Occam was used to generate simple (loopless) models to predict complications. For example the study examined whether or not a diabetic patient, according to their problem list, suffers from microalbuminuria, a potentially serious nephrologic complication of diabetes. Occam determined that the best predictor of microalbuminuria was the existence of an elevated urine microalbumin level in a lab test. The second and third best predictors of microalbuminuria were presence of records of a foot exam and dilated eye exam. None of the 27 other predictors in the dataset reduced uncertainty by more than 0.5%.

Occam also produced strong models for myocardial infarction (MI). The results are summarized in Figure 1. The presence of ischemic heart disease on the problem list was the single best predictor of MI. In RA terms, IHD reduced the uncertainty of having an MI on the problem list by 46.2%. Beta blockers were the next major predictor of MI. In descending order of explanatory strength congestive heart failure, old age, aspirin therapy, peripheral vascular disease, history of cerebrovascular accident, smoking, documented hyperlipidemia, best LDL on record and gender are also associated with MI in our dataset.

Figure 1.

Figure 1

Explanatory value of measured variables in predicting myocardial infarction.

The 19 remaining variables we considered as possible predictors each explained less than 0.5% of the total variability in MI.

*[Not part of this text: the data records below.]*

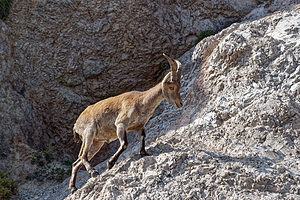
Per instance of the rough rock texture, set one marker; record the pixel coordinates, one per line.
(57, 57)
(238, 134)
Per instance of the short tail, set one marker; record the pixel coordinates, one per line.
(76, 136)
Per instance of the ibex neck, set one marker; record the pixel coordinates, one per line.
(153, 97)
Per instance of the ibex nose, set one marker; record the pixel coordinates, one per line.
(180, 104)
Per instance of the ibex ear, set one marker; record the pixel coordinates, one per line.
(167, 78)
(173, 68)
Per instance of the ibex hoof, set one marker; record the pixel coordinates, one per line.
(110, 165)
(94, 173)
(73, 190)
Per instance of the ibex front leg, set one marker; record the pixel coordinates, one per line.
(121, 133)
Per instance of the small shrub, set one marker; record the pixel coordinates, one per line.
(59, 174)
(5, 6)
(7, 187)
(49, 154)
(163, 68)
(204, 34)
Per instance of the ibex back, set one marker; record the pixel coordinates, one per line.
(111, 118)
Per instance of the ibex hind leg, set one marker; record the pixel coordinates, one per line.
(88, 141)
(93, 151)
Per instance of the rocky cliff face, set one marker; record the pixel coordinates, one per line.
(238, 134)
(57, 57)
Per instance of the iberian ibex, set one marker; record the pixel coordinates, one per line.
(112, 118)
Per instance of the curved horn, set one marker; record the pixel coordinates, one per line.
(179, 70)
(173, 68)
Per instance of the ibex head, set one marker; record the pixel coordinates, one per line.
(171, 83)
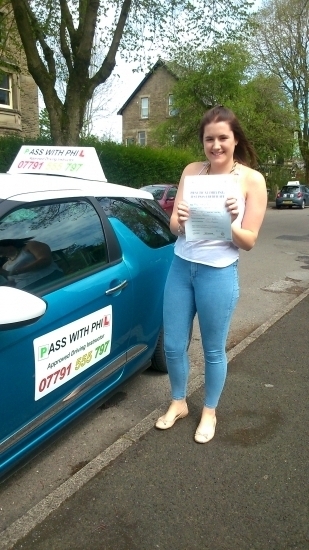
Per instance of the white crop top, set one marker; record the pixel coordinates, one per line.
(213, 253)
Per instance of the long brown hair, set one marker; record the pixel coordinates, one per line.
(244, 151)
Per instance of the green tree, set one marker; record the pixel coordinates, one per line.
(58, 37)
(225, 75)
(281, 47)
(205, 78)
(267, 118)
(44, 124)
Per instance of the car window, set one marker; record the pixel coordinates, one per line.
(157, 193)
(290, 189)
(171, 194)
(44, 245)
(142, 217)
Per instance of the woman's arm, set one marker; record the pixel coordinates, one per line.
(256, 202)
(181, 212)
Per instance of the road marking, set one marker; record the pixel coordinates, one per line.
(36, 515)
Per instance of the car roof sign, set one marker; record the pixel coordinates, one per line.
(76, 162)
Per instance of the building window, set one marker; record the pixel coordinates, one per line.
(141, 138)
(171, 110)
(130, 141)
(145, 107)
(6, 91)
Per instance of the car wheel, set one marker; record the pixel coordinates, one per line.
(158, 361)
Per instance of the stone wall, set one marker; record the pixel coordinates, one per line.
(21, 117)
(157, 88)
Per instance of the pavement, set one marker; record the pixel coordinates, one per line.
(246, 489)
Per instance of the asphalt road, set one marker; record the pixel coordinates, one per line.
(246, 489)
(272, 275)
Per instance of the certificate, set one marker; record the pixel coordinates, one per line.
(206, 196)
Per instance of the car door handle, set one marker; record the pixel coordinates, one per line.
(116, 288)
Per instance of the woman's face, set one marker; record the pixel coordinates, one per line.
(219, 143)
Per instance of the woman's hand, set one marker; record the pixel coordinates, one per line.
(232, 207)
(183, 212)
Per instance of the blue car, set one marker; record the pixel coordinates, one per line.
(82, 271)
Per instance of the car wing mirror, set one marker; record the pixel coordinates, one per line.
(19, 308)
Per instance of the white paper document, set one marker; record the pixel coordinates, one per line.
(206, 196)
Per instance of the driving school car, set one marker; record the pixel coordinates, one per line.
(81, 320)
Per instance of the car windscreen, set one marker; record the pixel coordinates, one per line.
(290, 189)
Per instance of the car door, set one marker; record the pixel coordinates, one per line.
(56, 367)
(170, 199)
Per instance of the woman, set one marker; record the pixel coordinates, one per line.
(203, 277)
(28, 263)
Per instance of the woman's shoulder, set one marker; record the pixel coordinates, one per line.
(251, 176)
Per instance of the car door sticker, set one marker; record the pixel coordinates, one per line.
(64, 353)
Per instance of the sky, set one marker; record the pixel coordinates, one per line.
(124, 86)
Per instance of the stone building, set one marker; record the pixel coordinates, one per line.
(150, 104)
(19, 108)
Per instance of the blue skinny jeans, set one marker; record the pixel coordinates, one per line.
(212, 293)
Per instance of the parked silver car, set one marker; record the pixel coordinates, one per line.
(293, 194)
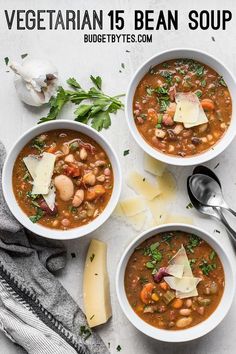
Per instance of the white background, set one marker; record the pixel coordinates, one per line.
(74, 58)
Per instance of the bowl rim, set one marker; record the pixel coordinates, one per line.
(203, 327)
(207, 155)
(19, 214)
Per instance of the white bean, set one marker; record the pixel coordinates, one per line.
(78, 198)
(65, 187)
(83, 154)
(89, 178)
(69, 158)
(184, 322)
(185, 312)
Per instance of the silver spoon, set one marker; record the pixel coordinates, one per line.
(215, 213)
(208, 192)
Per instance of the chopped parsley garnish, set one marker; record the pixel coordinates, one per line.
(24, 55)
(212, 255)
(199, 71)
(159, 121)
(92, 257)
(155, 255)
(193, 242)
(85, 332)
(150, 91)
(35, 218)
(222, 81)
(206, 268)
(189, 206)
(198, 93)
(143, 280)
(168, 76)
(164, 104)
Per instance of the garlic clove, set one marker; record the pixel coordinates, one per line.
(35, 81)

The strength of each of the explanatory variables in predicting each of the six studied complications is presented in Table 2. All of these predictors were significant at the 95% confidence level, even after using the Bonferroni correction for multiple comparisons. It’s important to note that explanatory strength is not necessarily symmetric –for example, IHD reduced uncertainty about MI by 46%, but MI reduces uncertainty about IHD by only 16%, as nearly everyone who has an MI also has IHD, but many people with IHD have not had an MI.

Table 2.

Explanatory strength (% uncertainty reduction) for each predictor and each studied complication

Predictor mi malb ihd pvd cva chf
myocardial infarct 0 15 1 1 3
microalbuminuria 0 0 0 0 0
isch. heart. disease 46 0 5 2 6
periph vasc disease 1 0 2 1 2
cerebrovasc. accid 1 0 1 1 1
CHF 4 0 3 3 1
gender 1 0 1 0 0 0
marital status 0 0 0 0 0 0
age 3 0 6 6 6 7
albuminuria 0 0 0 0 0 0
hypertension 0 0 0 1 2 0
hyperlipidemia 1 0 1 0 0 0
high cholesterol 0 1 0 0 0 0
diabetes med 0 0 0 0 0 0
beta blocker 7 0 10 2 1 6
aspirin therapy 3 0 5 1 1 0
ace inhibitor 0 0 0 0 0 0
smoking med 0 0 0 0 0 0
eye exam 0 2 0 0 0 0
foot exam 0 3 0 0 0 0
smoking status 1 0 1 2 0 1
last hgba1c 0 0 0 0 0 0
last blood pressure 0 0 0 0 0 0
last microalbumin 0 4 0 1 0 1
last cholesterol 0 0 1 0 0 0
last LDL 0 0 1 0 0 0
optimal LDL ever 1 0 2 1 0 0
near optimal LDL 0 0 1 0 0 0
last HDL 0 0 1 0 0 1
last tg 0 0 0 0 0 0

Discussion

These results are very encouraging. The best predictor of microalbuminuria was an elevated urine microalbumin lab test. Since microalbuminuria is, by definition, the presence of microalbumin in urine, this serves as a valuable control. That Occam, which had no a priori knowledge of this fundamental association, chose it as the most useful predictor, as opposed to choosing an indicator, such as marital status, for which there is no known clinical evidence of correlation is encouraging evidence of the validity of both the MQIC database and the technique of reconstructability analysis. The other two predictors that Occam found (foot exam and dilated eye exam) are most frequently performed and documented in patients with the most severe cases of diabetes, they serve as proxies for disease severity. Since the highest severity patients are most likely to suffer from microalbuminuria, we would expect the association between the two variables. These kinds of indirect associations between characteristics of a patient population would be difficult for a human to construct. Yet they often arise through reconstructability analysis, and can be extremely useful for creating models to predict diseases or detect novel interactions between diseases and treatments, particularly when direct measures of the disease states are not available in the data source. These two associations likewise serve as valuable controls in assessing the validity of the data and technique.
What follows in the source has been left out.